February 4, 2024
• India’s Astro Sat, a groundbreaking multi-wavelength astronomy mission, has achieved a remarkable feat by measuring the X-ray polarisation of the Cygnus X-1 black hole system. This achievement sheds light on the enigmatic nature of Cygnus X-1, one of the first confirmed black hole systems in our galaxy.
Key Facts about Cygnus X-1
• Discovered over four decades ago, Cygnus X-1 is situated at a distance approximately 400 times greater than the Earth-Sun distance. The black hole within this system is a staggering 20 times heavier than the Sun, forming a binary system with a companion heavy supergiant star, which is 40 times more massive than the Sun. The gravitational influence of the black hole triggers the spiraling of material from the supergiant, forming a thin accretion disk responsible for emitting soft X-rays.

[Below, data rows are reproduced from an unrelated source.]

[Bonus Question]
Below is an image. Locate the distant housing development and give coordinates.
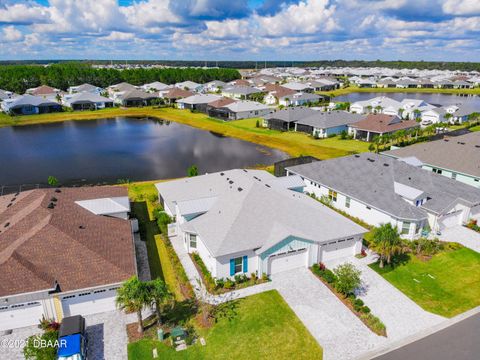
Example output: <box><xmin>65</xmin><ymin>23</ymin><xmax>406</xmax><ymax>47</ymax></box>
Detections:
<box><xmin>156</xmin><ymin>170</ymin><xmax>366</xmax><ymax>278</ymax></box>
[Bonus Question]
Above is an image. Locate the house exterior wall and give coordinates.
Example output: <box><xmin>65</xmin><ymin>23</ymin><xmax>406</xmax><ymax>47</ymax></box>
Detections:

Significance of X-ray Polarisation
• Traditionally, X-ray measurements focused solely on the energy or intensity of radiations. However, Astro Sat’s measurement of X-ray polarisation in the Cygnus X-1 system provides a unique perspective. The polarisation characteristics of X-rays, revealing the orientation of the oscillating electric field, offer valuable insights into the geometry and other properties of the black hole.

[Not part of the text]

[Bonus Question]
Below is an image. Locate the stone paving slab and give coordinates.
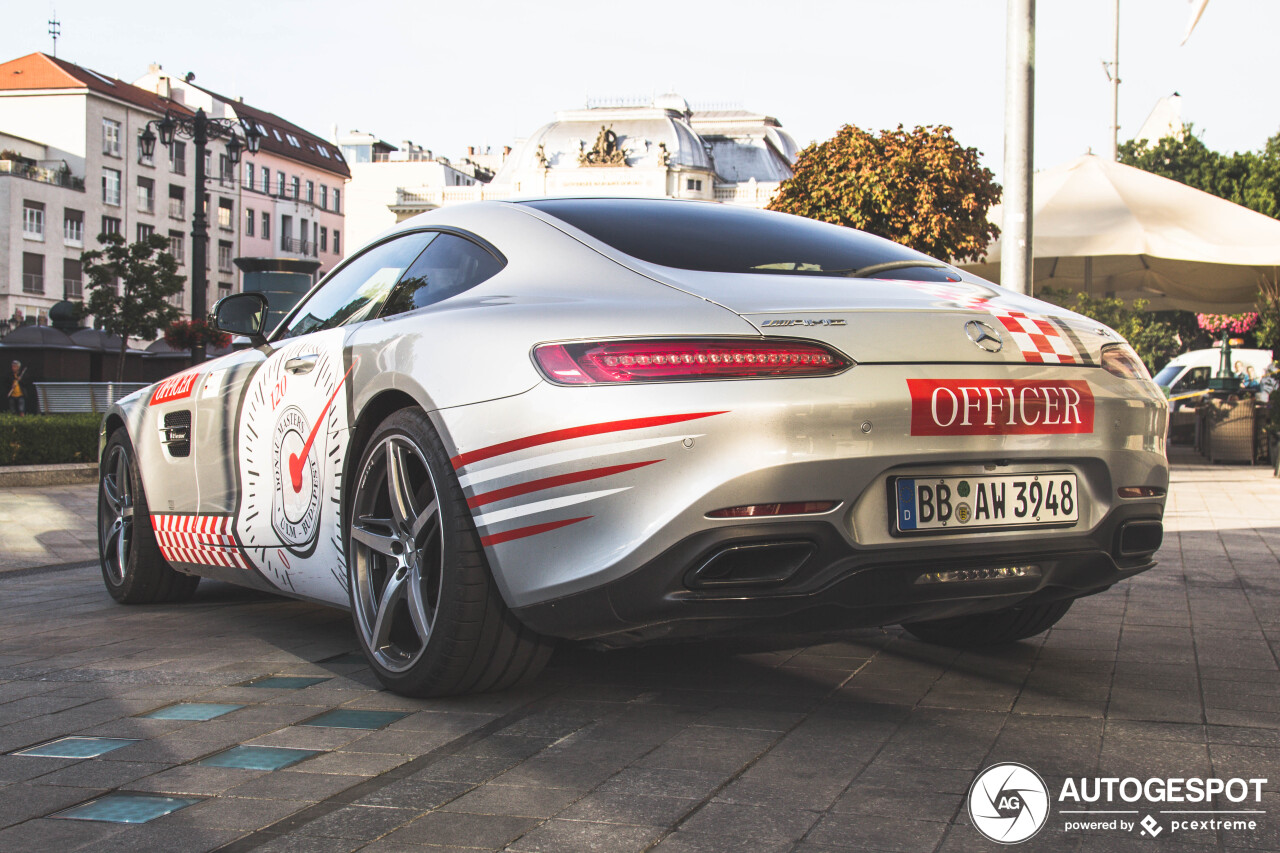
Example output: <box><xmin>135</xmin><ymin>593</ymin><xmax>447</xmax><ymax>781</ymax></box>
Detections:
<box><xmin>0</xmin><ymin>465</ymin><xmax>1280</xmax><ymax>853</ymax></box>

Understanding the Measurements
• Astro Sat’s observation of high polarisation in the 100-380 keV range indicates that radiation emitted from the source, particularly at energies above 100 keV, likely originates from the black hole jet. This revelation unveils a deeper understanding of the mechanisms at play within the Cygnus X-1 system, emphasizing the role of X-ray polarisation in decoding the celestial phenomena.

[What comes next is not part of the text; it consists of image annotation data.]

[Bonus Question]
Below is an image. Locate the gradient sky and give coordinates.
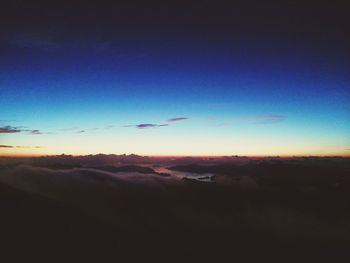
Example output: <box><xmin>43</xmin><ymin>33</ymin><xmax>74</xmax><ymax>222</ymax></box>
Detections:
<box><xmin>0</xmin><ymin>0</ymin><xmax>350</xmax><ymax>155</ymax></box>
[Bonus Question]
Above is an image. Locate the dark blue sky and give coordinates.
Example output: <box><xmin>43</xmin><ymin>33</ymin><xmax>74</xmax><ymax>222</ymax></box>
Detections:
<box><xmin>0</xmin><ymin>1</ymin><xmax>350</xmax><ymax>155</ymax></box>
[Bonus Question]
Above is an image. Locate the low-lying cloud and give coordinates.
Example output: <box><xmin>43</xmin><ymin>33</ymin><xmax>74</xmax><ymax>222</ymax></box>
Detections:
<box><xmin>124</xmin><ymin>123</ymin><xmax>169</xmax><ymax>129</ymax></box>
<box><xmin>0</xmin><ymin>126</ymin><xmax>21</xmax><ymax>133</ymax></box>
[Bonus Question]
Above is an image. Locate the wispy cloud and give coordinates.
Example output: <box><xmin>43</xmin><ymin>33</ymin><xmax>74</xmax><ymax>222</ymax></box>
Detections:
<box><xmin>167</xmin><ymin>117</ymin><xmax>189</xmax><ymax>122</ymax></box>
<box><xmin>28</xmin><ymin>130</ymin><xmax>43</xmax><ymax>135</ymax></box>
<box><xmin>0</xmin><ymin>126</ymin><xmax>21</xmax><ymax>133</ymax></box>
<box><xmin>0</xmin><ymin>145</ymin><xmax>42</xmax><ymax>149</ymax></box>
<box><xmin>124</xmin><ymin>123</ymin><xmax>169</xmax><ymax>129</ymax></box>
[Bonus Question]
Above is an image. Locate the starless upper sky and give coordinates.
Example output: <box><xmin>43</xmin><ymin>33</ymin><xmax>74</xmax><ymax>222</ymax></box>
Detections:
<box><xmin>0</xmin><ymin>0</ymin><xmax>350</xmax><ymax>155</ymax></box>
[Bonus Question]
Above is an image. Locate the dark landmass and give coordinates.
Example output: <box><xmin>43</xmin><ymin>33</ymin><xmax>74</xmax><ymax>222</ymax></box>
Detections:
<box><xmin>0</xmin><ymin>156</ymin><xmax>350</xmax><ymax>262</ymax></box>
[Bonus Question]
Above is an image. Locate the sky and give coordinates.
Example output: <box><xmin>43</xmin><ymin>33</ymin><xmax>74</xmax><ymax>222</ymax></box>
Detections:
<box><xmin>0</xmin><ymin>0</ymin><xmax>350</xmax><ymax>156</ymax></box>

• In conclusion, India’s Astro Sat has accomplished a significant milestone in unraveling the mysteries of the Cygnus X-1 black hole system. By measuring X-ray polarisation, it has provided crucial insights into the geometry and properties of this captivating celestial entity. This achievement marks a stride forward in our comprehension of black hole dynamics and contributes to the broader field of astrophysics.